Re: Using PubSubIO.read with windowing

2017-05-07 Thread Josh
Thanks for the replies.
@Ankur I tried putting a GroupByKey between the Window.into and the sink,
and it didn't seem to make any difference...
@Aljoscha I see, that makes sense - so the windowed write code (which uses
TextIO.write().withWindowedWrites()) is not closing the files as soon as
the window has ended?

I was trying this out with windowed writes, but what I really want to do
doesn't involve windowed writes. I am actually trying to do this:

pipeline
.apply(PubsubIO.readPubsubMessagesWithAttributes().fromSubscription(..))
.apply(ParDo.of(new MapToKV())
.apply(Window.into(FixedWindows.of(Duration.standardSeconds(10
.apply(Combine.perKey(new MyCombineFn()))
.apply(ParDo.of(new SendWindowToAPI()));

So here Combine.perKey will do a GroupByKey and then MyCombineFn will
aggregate the values for each key.
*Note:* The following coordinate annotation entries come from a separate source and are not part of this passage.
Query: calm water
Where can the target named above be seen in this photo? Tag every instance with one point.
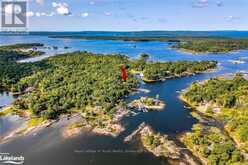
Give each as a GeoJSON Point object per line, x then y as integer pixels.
{"type": "Point", "coordinates": [47, 147]}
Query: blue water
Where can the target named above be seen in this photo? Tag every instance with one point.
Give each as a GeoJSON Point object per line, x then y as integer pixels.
{"type": "Point", "coordinates": [49, 148]}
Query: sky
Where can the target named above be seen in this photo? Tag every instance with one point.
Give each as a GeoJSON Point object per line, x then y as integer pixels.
{"type": "Point", "coordinates": [137, 15]}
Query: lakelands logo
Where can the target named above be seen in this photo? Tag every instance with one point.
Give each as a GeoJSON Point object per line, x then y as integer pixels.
{"type": "Point", "coordinates": [6, 158]}
{"type": "Point", "coordinates": [13, 15]}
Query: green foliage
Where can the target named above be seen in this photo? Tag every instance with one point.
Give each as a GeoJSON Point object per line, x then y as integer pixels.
{"type": "Point", "coordinates": [11, 71]}
{"type": "Point", "coordinates": [76, 80]}
{"type": "Point", "coordinates": [213, 146]}
{"type": "Point", "coordinates": [212, 45]}
{"type": "Point", "coordinates": [231, 97]}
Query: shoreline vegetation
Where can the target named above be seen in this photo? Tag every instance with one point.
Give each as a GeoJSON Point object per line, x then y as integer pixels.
{"type": "Point", "coordinates": [80, 83]}
{"type": "Point", "coordinates": [160, 145]}
{"type": "Point", "coordinates": [224, 99]}
{"type": "Point", "coordinates": [146, 104]}
{"type": "Point", "coordinates": [194, 45]}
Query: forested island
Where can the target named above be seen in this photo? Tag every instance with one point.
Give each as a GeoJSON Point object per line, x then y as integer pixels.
{"type": "Point", "coordinates": [78, 82]}
{"type": "Point", "coordinates": [184, 43]}
{"type": "Point", "coordinates": [147, 104]}
{"type": "Point", "coordinates": [210, 45]}
{"type": "Point", "coordinates": [158, 71]}
{"type": "Point", "coordinates": [11, 71]}
{"type": "Point", "coordinates": [225, 100]}
{"type": "Point", "coordinates": [212, 147]}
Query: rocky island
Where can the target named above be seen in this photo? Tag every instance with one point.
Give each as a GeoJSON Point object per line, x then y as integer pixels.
{"type": "Point", "coordinates": [224, 99]}
{"type": "Point", "coordinates": [146, 104]}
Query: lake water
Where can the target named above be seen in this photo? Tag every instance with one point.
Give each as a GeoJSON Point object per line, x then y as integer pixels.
{"type": "Point", "coordinates": [49, 148]}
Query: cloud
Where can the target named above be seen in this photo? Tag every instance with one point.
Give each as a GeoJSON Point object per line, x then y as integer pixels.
{"type": "Point", "coordinates": [37, 14]}
{"type": "Point", "coordinates": [92, 2]}
{"type": "Point", "coordinates": [30, 14]}
{"type": "Point", "coordinates": [107, 13]}
{"type": "Point", "coordinates": [162, 20]}
{"type": "Point", "coordinates": [200, 3]}
{"type": "Point", "coordinates": [9, 9]}
{"type": "Point", "coordinates": [61, 8]}
{"type": "Point", "coordinates": [47, 14]}
{"type": "Point", "coordinates": [40, 2]}
{"type": "Point", "coordinates": [84, 14]}
{"type": "Point", "coordinates": [232, 18]}
{"type": "Point", "coordinates": [219, 3]}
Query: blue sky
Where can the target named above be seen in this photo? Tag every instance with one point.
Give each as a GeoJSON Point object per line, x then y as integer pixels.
{"type": "Point", "coordinates": [137, 15]}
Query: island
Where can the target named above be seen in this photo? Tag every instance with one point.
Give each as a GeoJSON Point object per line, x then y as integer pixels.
{"type": "Point", "coordinates": [159, 71]}
{"type": "Point", "coordinates": [146, 104]}
{"type": "Point", "coordinates": [212, 147]}
{"type": "Point", "coordinates": [225, 99]}
{"type": "Point", "coordinates": [160, 145]}
{"type": "Point", "coordinates": [211, 45]}
{"type": "Point", "coordinates": [77, 83]}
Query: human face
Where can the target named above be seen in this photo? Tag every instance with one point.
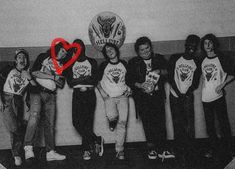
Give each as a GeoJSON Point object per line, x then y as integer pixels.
{"type": "Point", "coordinates": [145, 51]}
{"type": "Point", "coordinates": [191, 48]}
{"type": "Point", "coordinates": [111, 52]}
{"type": "Point", "coordinates": [21, 61]}
{"type": "Point", "coordinates": [208, 46]}
{"type": "Point", "coordinates": [61, 54]}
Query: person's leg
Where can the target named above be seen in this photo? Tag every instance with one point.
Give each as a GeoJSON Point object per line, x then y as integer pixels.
{"type": "Point", "coordinates": [123, 109]}
{"type": "Point", "coordinates": [79, 117]}
{"type": "Point", "coordinates": [11, 123]}
{"type": "Point", "coordinates": [111, 112]}
{"type": "Point", "coordinates": [210, 127]}
{"type": "Point", "coordinates": [35, 110]}
{"type": "Point", "coordinates": [179, 120]}
{"type": "Point", "coordinates": [49, 103]}
{"type": "Point", "coordinates": [222, 115]}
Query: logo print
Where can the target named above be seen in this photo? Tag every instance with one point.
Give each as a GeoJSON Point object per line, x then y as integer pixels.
{"type": "Point", "coordinates": [60, 69]}
{"type": "Point", "coordinates": [106, 27]}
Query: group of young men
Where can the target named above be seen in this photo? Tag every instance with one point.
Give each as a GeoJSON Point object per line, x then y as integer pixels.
{"type": "Point", "coordinates": [143, 78]}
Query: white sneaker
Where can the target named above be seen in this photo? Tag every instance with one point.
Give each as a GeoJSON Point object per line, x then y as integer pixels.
{"type": "Point", "coordinates": [28, 152]}
{"type": "Point", "coordinates": [18, 160]}
{"type": "Point", "coordinates": [52, 155]}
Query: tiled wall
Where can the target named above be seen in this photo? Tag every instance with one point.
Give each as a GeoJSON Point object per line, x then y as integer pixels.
{"type": "Point", "coordinates": [65, 133]}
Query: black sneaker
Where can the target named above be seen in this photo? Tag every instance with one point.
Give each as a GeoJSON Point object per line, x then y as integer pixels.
{"type": "Point", "coordinates": [112, 125]}
{"type": "Point", "coordinates": [86, 155]}
{"type": "Point", "coordinates": [152, 155]}
{"type": "Point", "coordinates": [166, 155]}
{"type": "Point", "coordinates": [208, 154]}
{"type": "Point", "coordinates": [120, 155]}
{"type": "Point", "coordinates": [99, 146]}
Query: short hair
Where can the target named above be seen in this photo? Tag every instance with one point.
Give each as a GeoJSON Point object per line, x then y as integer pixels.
{"type": "Point", "coordinates": [192, 38]}
{"type": "Point", "coordinates": [17, 52]}
{"type": "Point", "coordinates": [104, 52]}
{"type": "Point", "coordinates": [140, 41]}
{"type": "Point", "coordinates": [213, 39]}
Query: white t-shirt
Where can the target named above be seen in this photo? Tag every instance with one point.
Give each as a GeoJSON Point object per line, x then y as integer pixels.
{"type": "Point", "coordinates": [213, 76]}
{"type": "Point", "coordinates": [15, 83]}
{"type": "Point", "coordinates": [48, 67]}
{"type": "Point", "coordinates": [81, 69]}
{"type": "Point", "coordinates": [113, 80]}
{"type": "Point", "coordinates": [183, 76]}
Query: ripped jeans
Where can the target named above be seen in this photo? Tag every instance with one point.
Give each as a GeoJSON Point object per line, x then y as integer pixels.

I then want to use another DoFn
SendWindowToAPI which will ping the aggregate result for each window to a
REST API. I am trying to hack it this way for now since there is no RestIO
sink yet.

I'm having the same problem doing this as when running my write windowed
files example - the SendWindowToAPI DoFn seems to only ping the API after a
few minutes / 30+ messages have been sent, rather than immediately after
each window.

Any ideas what's going on here?

Thanks,
Josh




On Sun, May 7, 2017 at 12:18 PM, Aljoscha Krettek 
wrote:

> Hi,
> First, a bit of clarification (or refinement): a windowing strategy is
> used in all subsequent GroupByKey operations until another windowing
> strategy is specified. That being said, from quickly glancing at the
> windowed write-code I have the suspicion that triggers are not used for
> windowed writing and that instead some other scheme is used for determining
> when to close a file.
>
> I’m sure others with more knowledge of those parts will jump in later but
> I nevertheless wanted to give you this quick answer.
>
> Best,
> Aljoscha
>
> On 7. May 2017, at 00:57, Ankur Chauhan  wrote:
>
> That I believe is expected behavior. The windowing strategy is applied at
> the following group by key operation. To have the windows fire the way you
> want, try putting a group by key immediately after the desired windowing
> function.
>
> The messages right now are being bundled aggressively for performance
> reasons and doing a gbk would ensure desired bundle delineations.
>
> Ankur Chauhan
> Sent from my iPhone
>
> On May 6, 2017, at 14:11, Josh  wrote:
>
> Hi all,
> I am using a PubSubIO source, windowing every 10 seconds and then doing
> something with the windows, for example:
>
> pipeline
> .apply(PubsubIO.readPubsubMessagesWithAttributes().fromSubscription(..))
> .apply(Window.into(FixedWindows.of(Duration.standardSeconds(10
> .apply(MapElements
> .into(TypeDescriptors.strings())
> .via((PubsubMessage msg) -> msg.getAttribute(*..*)))
> .apply(new WriteOneFilePerWindow(..));
>
> My expectation was that if I publish a pubsub message, and then publish 
> another 10+ seconds later, a single file should be written for the previous 
> 10 second window. However I find that I need to publish a lot of messages for 
> any files to be written at all (e.g. 30+ messages).
>
> Is this expected behaviour when using PubSubIO? Is there a way to tweak it to 
> fire the windows more eagerly?
>
> Thanks,
>
> Josh
>
>
>


Re: Using PubSubIO.read with windowing

2017-05-07 Thread Aljoscha Krettek
Hi,
First, a bit of clarification (or refinement): a windowing strategy is used in 
all subsequent GroupByKey operations until another windowing strategy is 
specified. That being said, from quickly glancing at the windowed write-code I 
have the suspicion that triggers are not used for windowed writing and that 
instead some other scheme is used for determining when to close a file.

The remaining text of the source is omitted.